Last week, I gave you the first five lessons in a series about French Guiana’s geography. In preparing the next batch, I stumbled upon two things that must be added to the lesson on cities.
Addendum 1: Rockets and Monkeys
I found another picture from our ascent of the Mountain of Monkeys/la Montagne des Singes. This is the sign at the base of the trail.
I am extremely fond of this picture. I like that the monkey is so incredibly used to rocket launches that he or she is blithely walking by without so much as a glance toward the extremely loud burning thing launching toward the heavens. I can’t help noticing that the landscape illustration unintentionally shows deforestation, and that the water is blue, even though the water here is brown (more on that in the next entry).
I would like this picture even more if it were captioned something along the lines of, “Sorry, the rocket launch actually got cancelled today, so you won’t see it from the top of the Mountain of Monkeys. You also won’t see any monkeys. But here is a consolation picture.”
**ROCKET LAUNCH ALERT: Similarly, if you happen to be reading this entry in time, you may not be able to go watch a rocket launch in person, but you can watch it online. The Ariane 5 is launching a little over an hour after this posting, at 18:32 French Guiana time (which is 5:32 p.m. in New York). You can watch the whole thing here. I’ll be watching from the Place des Palmistes in Cayenne.
Addendum 2: Two Giant Anteaters
I told you about French Guiana’s motto, Fert Aurum Industria, which means industry brings wealth or work brings wealth.
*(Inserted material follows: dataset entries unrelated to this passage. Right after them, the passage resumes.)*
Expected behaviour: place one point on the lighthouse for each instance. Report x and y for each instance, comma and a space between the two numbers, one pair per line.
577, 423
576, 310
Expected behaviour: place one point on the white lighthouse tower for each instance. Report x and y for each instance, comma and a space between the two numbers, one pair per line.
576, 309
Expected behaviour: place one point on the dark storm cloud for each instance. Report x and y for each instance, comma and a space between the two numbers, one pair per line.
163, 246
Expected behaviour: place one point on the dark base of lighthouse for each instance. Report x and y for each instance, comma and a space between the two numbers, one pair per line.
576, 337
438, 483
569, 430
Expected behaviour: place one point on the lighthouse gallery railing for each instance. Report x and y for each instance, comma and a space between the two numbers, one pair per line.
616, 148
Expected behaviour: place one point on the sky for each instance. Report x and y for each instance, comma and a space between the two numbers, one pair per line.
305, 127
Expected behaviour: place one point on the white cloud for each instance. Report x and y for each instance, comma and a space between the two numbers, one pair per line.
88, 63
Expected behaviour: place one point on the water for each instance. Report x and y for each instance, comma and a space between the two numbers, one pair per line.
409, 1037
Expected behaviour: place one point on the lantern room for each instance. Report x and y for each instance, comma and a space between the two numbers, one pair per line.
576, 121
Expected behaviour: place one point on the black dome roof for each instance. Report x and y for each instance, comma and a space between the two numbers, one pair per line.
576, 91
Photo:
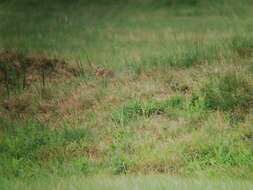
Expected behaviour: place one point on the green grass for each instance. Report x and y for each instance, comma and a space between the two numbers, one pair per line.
178, 100
134, 182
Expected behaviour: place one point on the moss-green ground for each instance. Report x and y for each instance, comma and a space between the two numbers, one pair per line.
175, 97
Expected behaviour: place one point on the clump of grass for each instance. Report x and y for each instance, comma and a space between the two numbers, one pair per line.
135, 109
243, 46
23, 149
225, 150
228, 92
191, 55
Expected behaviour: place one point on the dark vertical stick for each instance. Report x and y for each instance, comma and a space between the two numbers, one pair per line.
7, 83
43, 78
24, 79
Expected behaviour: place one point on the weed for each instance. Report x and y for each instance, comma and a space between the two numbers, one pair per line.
228, 92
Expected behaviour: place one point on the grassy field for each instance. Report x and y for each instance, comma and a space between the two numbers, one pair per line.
154, 88
130, 182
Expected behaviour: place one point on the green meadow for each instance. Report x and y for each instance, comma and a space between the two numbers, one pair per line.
140, 94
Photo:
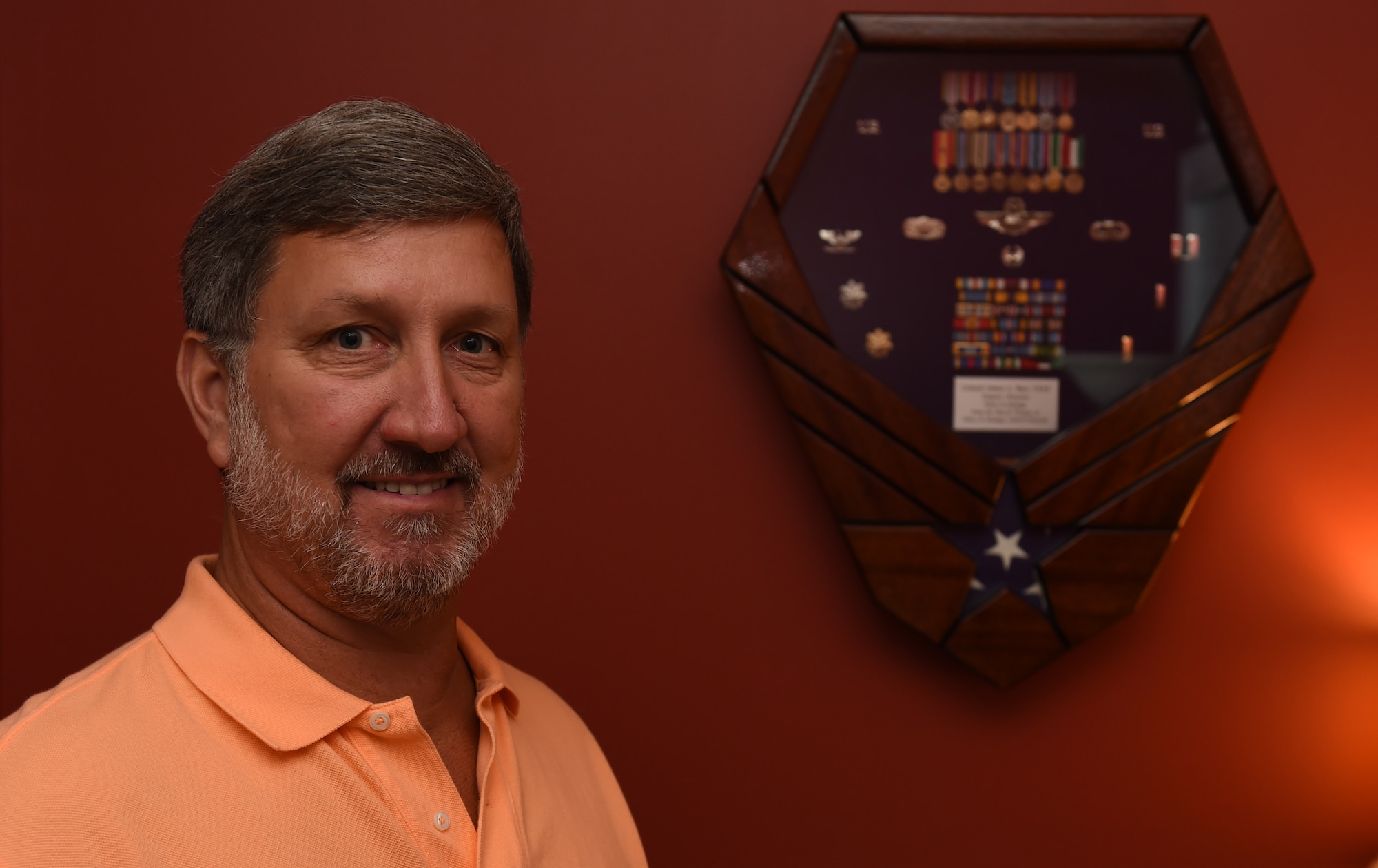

It’s an especially ironic motto, given that unemployment is at about 20%, and about 25% in Cayenne.
Since then, I’ve discovered that French Guiana has a coat of arms, and Cayenne has a city seal which includes that coat of arms. Here’s what it looks like:
The palms on the top represent the trees in the Place des Palmistes, the town squre where I’ll be watching the rocket launch. The center is an Amerindian canoe full of gold, presumably representing the spoils of illegal gold mining. And on the side are two spectacular giant anteaters.
These creatures can grow to the size of NBA stars, over seven feet long. They look particularly stoic.
I emailed Cayenne’s city hall about the motto. In their reply, they misspelled the Latin as “fer arum industria” which, my friend Lisa let me know, means “by the diligence of female wild beasts” if one space is removed (ferarum industria). I propose adopting By the Diligence of Female Wild Beasts as French Guiana’s new and more fitting motto, in honor of these two giant anteaters.
There are other illustrations of the image online (search for Blason de Cayenne if you want to see more). My favorite is this shirt.
Back to writing I go. By the diligence of female wild beasts!